In der Mitarbeitersuche wird es generell wichtig werden, nach ungenutzten Potenzialen zu suchen, zum Beispiel Menschen mit viel Erfahrung, die allerdings nur in reduzierter Stundenanzahl tätig sein möchten", meint Jung. Seiner Meinung nach werden es aufgrund des hohen Spezialisierungsgrads in vielen Bankbereichen Generalisten in Zukunft schwer haben.
Digitale Bewerbersuche optimieren
Beim Recruiting setzen Banken und Sparkassen immer häufiger auf alternative, digitale Kanäle, beschreibt Rainer Spies im Bankmagazin-Beitrag "Kandidaten dank digitaler Unterstützung finden" (Ausgabe 7-8 | 2021) die Lage in vielen Geldhäusern. "Durch Performance-Marketing-Technologien platzieren wir Stellenanzeigen unserer Kunden in den Online-Alltag qualifizierter Kandidaten", zitiert er Matilda von Gierke, Gründerin des Berliner Personaldienstleisters Zalvus. Zu dessen Kundenkreis gehören vor allem von Banken und Sparkassen.
Ziel sei es, insbesondere passiv suchende Kandidaten anzusprechen, "wie sie etwa im IT-Bereich häufig vorkommen", erläutert der Bankmagazin-Autor. Diese seien über Online-Jobbörsen nur schwer zu erreichen. Stellenanzeigen werden daher in Karrierenetzwerken und den sozialen Medien geschaltet, die Bewerbern in Suchmaschinen oder beim Besuch anderer Websites angezeigt werden.
"Parallel dazu wird Re- und Upskilling relevant werden", glaubt Recruiting-Experte Jung. "Denn man kann heute nicht mehr davon ausgehen, dass ein Kandidat alle Qualifikationen passgenau für den Job mitbringt."

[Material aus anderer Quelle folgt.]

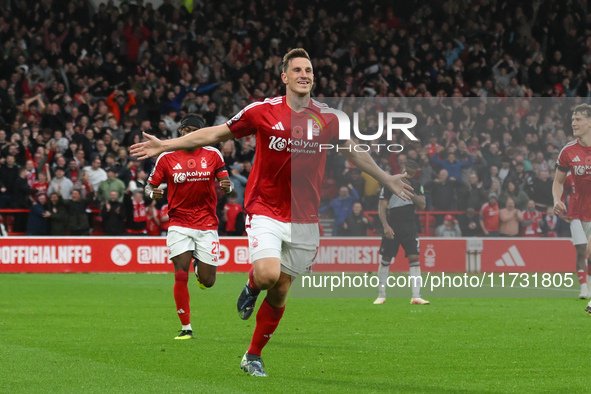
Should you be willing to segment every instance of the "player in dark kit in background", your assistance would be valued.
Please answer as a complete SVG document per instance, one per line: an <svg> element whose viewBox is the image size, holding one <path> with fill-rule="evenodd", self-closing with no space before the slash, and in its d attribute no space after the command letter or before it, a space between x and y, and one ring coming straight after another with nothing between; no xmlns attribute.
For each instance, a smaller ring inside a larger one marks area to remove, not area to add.
<svg viewBox="0 0 591 394"><path fill-rule="evenodd" d="M409 159L404 164L404 171L409 178L406 179L413 189L415 195L409 201L404 201L400 197L392 194L389 190L382 188L380 192L379 216L384 227L384 236L380 246L380 255L382 261L378 268L379 294L374 304L383 304L386 302L386 281L390 265L394 263L394 258L398 253L400 246L404 249L408 265L410 266L410 277L412 284L412 298L410 303L413 305L428 305L429 301L421 298L421 266L419 263L419 228L418 217L415 213L416 208L425 209L425 196L421 184L412 179L415 175L418 164ZM412 278L416 279L412 279Z"/></svg>
<svg viewBox="0 0 591 394"><path fill-rule="evenodd" d="M205 121L189 114L181 120L180 135L199 130ZM233 189L222 154L206 146L195 150L164 152L156 160L148 179L146 196L160 199L168 185L168 216L170 227L166 235L169 257L174 264L174 300L181 320L181 333L175 339L193 338L189 306L189 268L195 258L195 275L202 289L215 283L220 241L218 218L215 215L217 195L214 180L226 194Z"/></svg>
<svg viewBox="0 0 591 394"><path fill-rule="evenodd" d="M290 145L290 141L303 138L301 130L307 129L309 116L303 111L306 108L319 111L328 106L310 98L314 73L305 50L296 48L284 56L281 79L286 85L283 97L252 103L222 125L180 138L161 141L144 134L148 141L131 148L132 155L146 158L166 150L255 135L257 149L245 193L253 267L237 303L239 316L246 320L254 311L260 291L267 290L257 313L250 347L240 363L242 370L252 376L267 376L261 351L283 316L292 280L314 262L320 239L318 208L326 162L326 150L320 151L319 146L338 140L336 116L325 116L327 128L314 135L309 144L312 146L301 150L296 144ZM403 182L406 174L388 175L368 153L352 149L353 141L340 142L339 151L355 167L403 199L412 196L412 187Z"/></svg>

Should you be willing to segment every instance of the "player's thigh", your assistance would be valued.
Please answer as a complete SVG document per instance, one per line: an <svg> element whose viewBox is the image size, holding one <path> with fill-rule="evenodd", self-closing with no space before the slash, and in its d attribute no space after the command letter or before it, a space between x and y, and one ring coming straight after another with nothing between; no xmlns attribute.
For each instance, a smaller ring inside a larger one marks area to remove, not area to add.
<svg viewBox="0 0 591 394"><path fill-rule="evenodd" d="M269 258L281 259L283 241L288 238L288 232L289 223L261 215L248 218L246 233L250 260L255 262Z"/></svg>
<svg viewBox="0 0 591 394"><path fill-rule="evenodd" d="M188 271L191 265L191 256L195 250L191 229L178 226L170 227L166 235L166 246L168 247L168 257L175 265L175 270Z"/></svg>
<svg viewBox="0 0 591 394"><path fill-rule="evenodd" d="M573 245L587 245L589 239L583 229L583 224L579 219L573 219L570 222L570 234Z"/></svg>
<svg viewBox="0 0 591 394"><path fill-rule="evenodd" d="M583 227L583 231L585 232L585 237L587 237L587 242L589 242L589 240L591 239L591 222L584 222L581 220L581 226Z"/></svg>
<svg viewBox="0 0 591 394"><path fill-rule="evenodd" d="M188 250L183 252L179 255L174 256L172 260L172 264L174 265L174 270L176 271L185 271L189 272L191 268L191 260L193 259L193 251Z"/></svg>
<svg viewBox="0 0 591 394"><path fill-rule="evenodd" d="M284 243L281 253L281 272L298 276L309 271L316 259L319 243L317 223L292 223L291 237Z"/></svg>
<svg viewBox="0 0 591 394"><path fill-rule="evenodd" d="M267 291L265 300L274 308L283 308L292 280L293 276L281 272L277 282Z"/></svg>
<svg viewBox="0 0 591 394"><path fill-rule="evenodd" d="M419 235L416 233L405 234L400 240L400 245L404 249L404 255L418 256L420 253Z"/></svg>
<svg viewBox="0 0 591 394"><path fill-rule="evenodd" d="M203 264L217 268L220 254L220 238L217 231L193 230L191 234L195 246L193 257Z"/></svg>
<svg viewBox="0 0 591 394"><path fill-rule="evenodd" d="M382 260L392 260L398 254L398 248L400 248L400 237L398 235L394 235L394 238L382 237L380 245Z"/></svg>

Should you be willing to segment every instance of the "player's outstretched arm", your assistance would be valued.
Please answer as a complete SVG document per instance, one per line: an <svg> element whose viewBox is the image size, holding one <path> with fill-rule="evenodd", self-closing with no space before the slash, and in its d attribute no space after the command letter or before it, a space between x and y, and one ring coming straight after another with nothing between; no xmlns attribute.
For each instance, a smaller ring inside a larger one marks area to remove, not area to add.
<svg viewBox="0 0 591 394"><path fill-rule="evenodd" d="M562 202L565 180L566 172L556 169L556 175L554 175L554 182L552 183L552 198L554 199L554 213L556 215L562 215L566 211L566 205Z"/></svg>
<svg viewBox="0 0 591 394"><path fill-rule="evenodd" d="M376 162L371 158L367 152L356 152L352 149L353 141L348 140L339 150L353 165L359 168L361 171L368 173L376 181L386 186L390 191L396 194L404 201L410 199L413 196L413 188L409 183L404 182L404 179L408 177L408 174L388 175L386 174Z"/></svg>
<svg viewBox="0 0 591 394"><path fill-rule="evenodd" d="M171 140L160 140L153 135L142 133L146 141L131 146L130 153L140 160L155 157L162 152L175 150L193 150L203 146L215 145L234 137L225 123L219 126L206 127L193 133Z"/></svg>
<svg viewBox="0 0 591 394"><path fill-rule="evenodd" d="M144 195L152 200L160 200L164 197L164 190L154 187L151 183L147 183L144 189Z"/></svg>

Bewerberansprüche werden höher
Und für mögliche Kandidaten stelle sich laut Spies häufig die Frage nach einer vertrauensvollen persönliche Ansprache, Diversität und Datenschutz. Der Autor beruft sich dabei auf die Studie "Künstliche Intelligenz, Chatbots und Rekrutierung – Die Sicht der Kandidaten" von Sven Laumer, Professor an der Friedrich-Alexander-Universität Erlangen-Nürnberg. Der zufolge wollen Kandidaten darüber informiert werden, "wie ihre Daten bei Unternehmen verwendet werden, wie smarte Tools funktionieren und wie die Recruiter zu ihren Entscheidungen im Bewerbungsprozess kommen".